# New tombstone: B. Yotch "A Nice Lady"



## kevin242 (Sep 30, 2005)

Just thought I'd share my latest creation. I crack myself up.










xD


----------



## RoxyBlue (Oct 6, 2008)

Hey, you put my name on that tombstone:googly:

I like that winged demon detail!


----------



## Blackrose1978 (Aug 13, 2011)

What a great epitath!!


----------



## Howlinmadjack (Jul 20, 2009)

Lol...that's great!!


----------



## Pumpkin5 (Aug 8, 2010)

:jol: Kevin, that is just brilliant!!! Love it, love it, love it! The stone is so realistic looking and I love your crack methods! Take a bow, sir!


----------



## Hairazor (Mar 13, 2012)

Soooo cool!


----------



## jdubbya (Nov 6, 2005)

LOL at this one! Great job!


----------



## katemsingleton (Jun 28, 2012)

Love the cracks and age!


----------



## Spooky1 (Aug 25, 2008)

Beautiful looking tombstone. I like the name too!


----------



## Lord Homicide (May 11, 2012)

lmao


----------



## OlliausHamm (Jul 26, 2012)

wow i like !


----------



## Eeeekim (Aug 14, 2009)

nice!


----------



## CreeepyCathy (Mar 28, 2009)

my favorite so far.  Love it! 

p.s.- I agree w/ RoxyBlue.


----------



## Anda (Jun 20, 2012)

I showed this to DH and we both had a laugh! Really well-made too! Not too goofy.


----------



## Lunatic (Oct 3, 2006)

LOL! Funny stuff Kevin. Nice looking too!


----------



## Copchick (Apr 10, 2012)

I love the stone! Hey that's my middle name!


----------



## SPOOKY J (Nov 20, 2009)

Brilliant! I like the details and the epitaph is a lot of fun!


----------



## Monk (Aug 26, 2008)

very nice


----------



## Headless (Sep 4, 2011)

LOL Kevin - nice work


----------



## Acid PopTart (Oct 29, 2007)

Fan-bloody-tastic!!!!!!! Love when people can throw some well placed humour in.


----------



## Draik41895 (Oct 25, 2008)

Hilarious, the stone itself is great too


----------



## kevin242 (Sep 30, 2005)

thanks, guys!

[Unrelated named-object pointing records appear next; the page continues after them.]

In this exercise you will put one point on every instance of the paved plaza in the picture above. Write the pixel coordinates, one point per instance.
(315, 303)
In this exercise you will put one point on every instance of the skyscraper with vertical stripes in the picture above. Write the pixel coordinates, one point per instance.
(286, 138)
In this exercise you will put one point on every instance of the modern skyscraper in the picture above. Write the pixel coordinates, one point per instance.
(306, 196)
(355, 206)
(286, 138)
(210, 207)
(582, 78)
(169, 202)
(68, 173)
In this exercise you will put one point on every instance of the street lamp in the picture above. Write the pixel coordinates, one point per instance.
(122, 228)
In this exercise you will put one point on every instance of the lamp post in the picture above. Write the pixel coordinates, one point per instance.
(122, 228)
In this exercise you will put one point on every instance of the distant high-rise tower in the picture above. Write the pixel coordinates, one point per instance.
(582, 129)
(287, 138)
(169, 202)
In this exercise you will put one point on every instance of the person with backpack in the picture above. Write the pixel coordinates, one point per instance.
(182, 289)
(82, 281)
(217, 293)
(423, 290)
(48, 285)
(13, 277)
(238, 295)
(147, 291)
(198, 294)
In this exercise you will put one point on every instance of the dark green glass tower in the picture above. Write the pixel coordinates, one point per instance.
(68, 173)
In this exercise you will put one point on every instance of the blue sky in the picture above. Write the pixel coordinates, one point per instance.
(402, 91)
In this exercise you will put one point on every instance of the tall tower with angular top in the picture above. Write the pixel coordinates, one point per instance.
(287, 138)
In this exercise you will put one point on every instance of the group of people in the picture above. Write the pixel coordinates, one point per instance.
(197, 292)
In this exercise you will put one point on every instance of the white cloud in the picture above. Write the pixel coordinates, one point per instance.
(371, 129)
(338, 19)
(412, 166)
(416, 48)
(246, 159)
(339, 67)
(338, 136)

Its great to hear all the good feedback. This one is my new favorite and I'm sure its gonna get some laughs.


----------



## gooffy87 (Oct 18, 2011)

Love that!


----------



## sister (Jul 24, 2012)

LMAO! Love the name and the silhouette - good job


----------



## Lambchop (Jan 28, 2011)

Too funny. Good idea.


----------



## [email protected] (Aug 25, 2012)

That's a good one..... I'll definitely borrow that idea!


----------



## LilMissSunshine (Sep 1, 2013)

Ahaha, puns make my heart happy


----------